Jonathan Singer: The State Department recently found that terrorist incidents in the world tripled last year to 655 serious attacks. USA Today reports that Thomas Kean and Lee Hamilton are concerned that the nation isn't moving quickly enough to protect against terrorism. Are we getting safer or lest safe? What more can be done?
Senator Slade Gorton: We have come a long way; remember that there have been no terrorist incidents in the US since 9/11. Still, reforms in the bureaucracy are slow, and Congress has not reformed its own oversight structure at all. The Markle Foundation has done detailed work on this subject.
Singer: The President has wrapped up the first stage of his sixty day Social Security tour, yet still no Senate Democrat has signed on to personal accounts. What more should the President be doing? Will he be able to succeed?
Gorton: Democrats seem adamantly opposed to any Social Security reform. Presidential success is possible in the House, highly unlikely in the Senate.
Singer: By the forecasts of the SSA, the Social Security trust fund will run out in 2041, but the Medicare trust fund will run out by the end of the next decade. Is Congress dealing with the right issue right now?
Gorton: Medicare is an even greater threat to our fiscal situation, but I see no present willingness to take it on.
Singer: Tax reform is another ticket in the President's domestic platform. You were in the Senate during the passage of the last major tax reform in 1986, which flattened the tax rates and got rid of a number of loopholes. Should Congress follow the model of 1986? What lessons can be taken from that piece of legislation?

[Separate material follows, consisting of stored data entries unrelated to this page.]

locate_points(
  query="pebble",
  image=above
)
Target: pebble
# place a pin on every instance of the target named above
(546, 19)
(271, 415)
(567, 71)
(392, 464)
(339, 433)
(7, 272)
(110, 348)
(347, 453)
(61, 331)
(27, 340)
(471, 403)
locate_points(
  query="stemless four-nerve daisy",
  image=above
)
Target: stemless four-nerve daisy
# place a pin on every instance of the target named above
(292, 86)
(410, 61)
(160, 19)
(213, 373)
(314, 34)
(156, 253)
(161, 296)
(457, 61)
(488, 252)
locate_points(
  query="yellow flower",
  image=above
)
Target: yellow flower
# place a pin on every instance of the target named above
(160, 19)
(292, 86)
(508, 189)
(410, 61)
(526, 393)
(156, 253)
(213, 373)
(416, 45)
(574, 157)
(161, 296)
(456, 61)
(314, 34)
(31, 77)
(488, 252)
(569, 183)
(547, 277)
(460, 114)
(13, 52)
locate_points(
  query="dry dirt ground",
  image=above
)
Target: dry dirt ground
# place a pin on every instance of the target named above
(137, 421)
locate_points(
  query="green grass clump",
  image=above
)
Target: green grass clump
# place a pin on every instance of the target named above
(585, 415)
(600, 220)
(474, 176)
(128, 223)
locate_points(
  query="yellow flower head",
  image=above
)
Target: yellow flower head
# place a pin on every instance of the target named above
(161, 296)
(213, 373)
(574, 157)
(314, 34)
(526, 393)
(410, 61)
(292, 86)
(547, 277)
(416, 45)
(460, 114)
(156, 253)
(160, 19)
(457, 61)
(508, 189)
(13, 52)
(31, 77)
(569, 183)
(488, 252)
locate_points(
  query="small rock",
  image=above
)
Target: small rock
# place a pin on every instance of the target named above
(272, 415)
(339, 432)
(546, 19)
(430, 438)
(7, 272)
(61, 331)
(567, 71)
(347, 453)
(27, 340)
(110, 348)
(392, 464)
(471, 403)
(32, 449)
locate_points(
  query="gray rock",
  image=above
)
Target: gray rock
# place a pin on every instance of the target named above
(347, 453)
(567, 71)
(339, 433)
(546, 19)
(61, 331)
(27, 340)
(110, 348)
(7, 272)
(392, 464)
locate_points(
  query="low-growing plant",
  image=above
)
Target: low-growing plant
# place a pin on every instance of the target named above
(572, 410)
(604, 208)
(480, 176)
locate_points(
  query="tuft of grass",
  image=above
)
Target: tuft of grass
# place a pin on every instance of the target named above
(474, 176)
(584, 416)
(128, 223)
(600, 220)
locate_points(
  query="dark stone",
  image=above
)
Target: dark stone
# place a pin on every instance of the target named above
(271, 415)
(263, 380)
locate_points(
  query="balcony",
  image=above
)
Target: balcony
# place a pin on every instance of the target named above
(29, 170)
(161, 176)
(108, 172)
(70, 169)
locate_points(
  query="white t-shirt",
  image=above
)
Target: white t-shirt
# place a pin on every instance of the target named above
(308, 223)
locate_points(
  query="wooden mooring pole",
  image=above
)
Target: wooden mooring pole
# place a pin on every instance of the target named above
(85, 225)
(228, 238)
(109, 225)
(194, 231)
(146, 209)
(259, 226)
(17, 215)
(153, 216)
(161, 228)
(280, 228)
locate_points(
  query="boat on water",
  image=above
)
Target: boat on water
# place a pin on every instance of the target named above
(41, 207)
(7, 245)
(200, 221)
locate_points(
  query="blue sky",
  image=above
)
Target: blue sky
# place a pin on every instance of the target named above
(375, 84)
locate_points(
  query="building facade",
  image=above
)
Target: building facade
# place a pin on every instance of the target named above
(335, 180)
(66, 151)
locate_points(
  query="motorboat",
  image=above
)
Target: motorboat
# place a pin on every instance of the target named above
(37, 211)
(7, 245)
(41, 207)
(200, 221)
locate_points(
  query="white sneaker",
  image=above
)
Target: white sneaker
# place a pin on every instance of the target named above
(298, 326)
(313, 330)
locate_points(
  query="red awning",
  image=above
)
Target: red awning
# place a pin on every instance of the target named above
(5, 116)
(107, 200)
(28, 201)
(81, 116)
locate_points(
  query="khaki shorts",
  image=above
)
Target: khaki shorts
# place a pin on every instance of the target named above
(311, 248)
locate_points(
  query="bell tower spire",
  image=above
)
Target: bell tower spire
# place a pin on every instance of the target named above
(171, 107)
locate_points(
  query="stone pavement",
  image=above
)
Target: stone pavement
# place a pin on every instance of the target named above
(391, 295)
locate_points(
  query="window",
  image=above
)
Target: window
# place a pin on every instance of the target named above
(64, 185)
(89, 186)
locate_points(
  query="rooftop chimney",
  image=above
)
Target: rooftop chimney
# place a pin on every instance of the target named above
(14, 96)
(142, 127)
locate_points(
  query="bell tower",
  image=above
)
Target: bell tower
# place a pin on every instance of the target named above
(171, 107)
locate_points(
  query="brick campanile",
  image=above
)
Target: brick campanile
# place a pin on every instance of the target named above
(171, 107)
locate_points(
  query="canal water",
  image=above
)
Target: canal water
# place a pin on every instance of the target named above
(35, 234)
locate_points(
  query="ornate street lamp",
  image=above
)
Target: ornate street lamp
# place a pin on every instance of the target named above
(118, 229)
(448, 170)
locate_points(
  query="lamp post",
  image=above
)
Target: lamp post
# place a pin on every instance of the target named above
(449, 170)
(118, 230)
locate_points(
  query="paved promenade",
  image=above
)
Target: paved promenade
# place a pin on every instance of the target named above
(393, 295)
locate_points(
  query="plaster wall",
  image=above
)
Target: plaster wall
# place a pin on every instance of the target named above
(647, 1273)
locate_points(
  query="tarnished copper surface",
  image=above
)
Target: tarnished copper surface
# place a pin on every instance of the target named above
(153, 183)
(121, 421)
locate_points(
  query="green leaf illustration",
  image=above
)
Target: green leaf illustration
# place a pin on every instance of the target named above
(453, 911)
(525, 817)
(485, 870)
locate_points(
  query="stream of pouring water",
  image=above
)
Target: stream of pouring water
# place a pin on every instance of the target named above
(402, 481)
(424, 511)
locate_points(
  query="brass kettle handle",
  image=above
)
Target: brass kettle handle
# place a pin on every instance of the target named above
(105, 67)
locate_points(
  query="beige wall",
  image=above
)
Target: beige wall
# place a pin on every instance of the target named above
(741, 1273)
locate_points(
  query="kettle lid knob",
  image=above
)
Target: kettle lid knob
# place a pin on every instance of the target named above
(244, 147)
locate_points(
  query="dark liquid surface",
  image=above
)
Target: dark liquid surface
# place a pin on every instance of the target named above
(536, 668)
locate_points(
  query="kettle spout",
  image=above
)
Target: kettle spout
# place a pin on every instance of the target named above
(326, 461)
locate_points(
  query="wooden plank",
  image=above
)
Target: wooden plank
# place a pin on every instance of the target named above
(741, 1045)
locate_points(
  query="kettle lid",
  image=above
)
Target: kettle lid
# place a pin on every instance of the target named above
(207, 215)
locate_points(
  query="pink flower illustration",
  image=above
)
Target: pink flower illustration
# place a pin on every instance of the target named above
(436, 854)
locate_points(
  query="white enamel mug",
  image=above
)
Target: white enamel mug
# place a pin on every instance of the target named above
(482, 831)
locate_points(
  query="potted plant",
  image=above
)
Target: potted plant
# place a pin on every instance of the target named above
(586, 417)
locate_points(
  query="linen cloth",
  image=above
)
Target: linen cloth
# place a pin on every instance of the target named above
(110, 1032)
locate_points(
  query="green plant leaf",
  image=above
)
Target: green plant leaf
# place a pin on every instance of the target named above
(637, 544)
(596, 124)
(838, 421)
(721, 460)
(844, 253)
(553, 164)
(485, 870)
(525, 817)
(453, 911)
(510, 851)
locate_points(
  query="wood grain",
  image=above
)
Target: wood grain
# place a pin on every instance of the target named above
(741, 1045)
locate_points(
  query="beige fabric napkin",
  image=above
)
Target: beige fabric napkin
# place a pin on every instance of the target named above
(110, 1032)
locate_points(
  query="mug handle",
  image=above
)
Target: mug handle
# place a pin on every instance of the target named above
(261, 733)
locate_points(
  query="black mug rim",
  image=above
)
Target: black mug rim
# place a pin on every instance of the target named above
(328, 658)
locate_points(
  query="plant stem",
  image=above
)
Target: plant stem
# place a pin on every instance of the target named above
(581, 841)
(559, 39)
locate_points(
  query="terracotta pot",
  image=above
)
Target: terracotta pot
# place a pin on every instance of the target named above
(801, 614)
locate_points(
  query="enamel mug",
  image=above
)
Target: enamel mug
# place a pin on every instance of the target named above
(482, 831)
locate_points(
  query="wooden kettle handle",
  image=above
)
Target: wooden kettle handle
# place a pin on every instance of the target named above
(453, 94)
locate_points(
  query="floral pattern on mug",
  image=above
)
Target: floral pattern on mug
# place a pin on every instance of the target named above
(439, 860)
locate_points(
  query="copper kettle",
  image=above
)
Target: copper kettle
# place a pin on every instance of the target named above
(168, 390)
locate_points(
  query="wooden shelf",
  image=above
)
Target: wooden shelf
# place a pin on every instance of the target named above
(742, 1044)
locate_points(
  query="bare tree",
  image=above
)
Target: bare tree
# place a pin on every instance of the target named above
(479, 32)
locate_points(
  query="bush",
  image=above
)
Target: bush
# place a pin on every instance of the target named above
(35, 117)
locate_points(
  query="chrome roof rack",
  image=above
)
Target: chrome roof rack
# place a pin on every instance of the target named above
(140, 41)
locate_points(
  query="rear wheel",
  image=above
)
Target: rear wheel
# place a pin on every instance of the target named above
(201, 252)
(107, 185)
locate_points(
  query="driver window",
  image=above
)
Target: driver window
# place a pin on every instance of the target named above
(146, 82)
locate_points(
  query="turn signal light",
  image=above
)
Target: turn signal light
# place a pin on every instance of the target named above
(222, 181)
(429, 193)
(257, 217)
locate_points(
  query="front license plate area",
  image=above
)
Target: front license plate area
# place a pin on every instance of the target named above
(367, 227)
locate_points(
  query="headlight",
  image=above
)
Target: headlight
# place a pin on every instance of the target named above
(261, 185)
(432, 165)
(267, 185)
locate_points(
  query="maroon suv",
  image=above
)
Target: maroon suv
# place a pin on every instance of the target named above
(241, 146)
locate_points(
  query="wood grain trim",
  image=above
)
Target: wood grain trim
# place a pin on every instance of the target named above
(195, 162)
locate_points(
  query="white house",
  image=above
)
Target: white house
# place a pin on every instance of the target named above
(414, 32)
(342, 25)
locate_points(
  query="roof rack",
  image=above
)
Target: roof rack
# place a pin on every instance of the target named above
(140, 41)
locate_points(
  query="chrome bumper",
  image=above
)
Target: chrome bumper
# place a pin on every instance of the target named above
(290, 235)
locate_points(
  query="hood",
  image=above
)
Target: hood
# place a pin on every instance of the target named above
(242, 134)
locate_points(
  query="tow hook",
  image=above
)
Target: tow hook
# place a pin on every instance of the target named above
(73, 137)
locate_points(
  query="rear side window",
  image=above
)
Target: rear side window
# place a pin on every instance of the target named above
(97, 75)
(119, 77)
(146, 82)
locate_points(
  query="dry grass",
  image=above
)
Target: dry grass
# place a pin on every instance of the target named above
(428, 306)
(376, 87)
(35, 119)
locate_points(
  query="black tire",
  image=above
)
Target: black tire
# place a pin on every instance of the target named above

Gorton: The President's tax reform task force will report soon; there is, I hope, a somewhat greater chance of at least some changes for the better there, changes that will at least modestly simplify and make more fair what is now a real mess.
Singer: The Senate seems primed to invoke the nuclear or constitutional option. As someone who spent time in the Senate as both a member of the majority and the minority, what's your feeling on the possible move?
Gorton: I regret the necessity of changing Senate rules on extended debate. I hope for a compromise that will retain those rights and allow votes on all Presidential nominees. But in the absence of such an agreement, it would be disastrous to change the processes of two hundred years and begin a system in which confirmation requires sixty votes. The "nuclear option" is a bad idea, but the present position of the Democrats is far worse.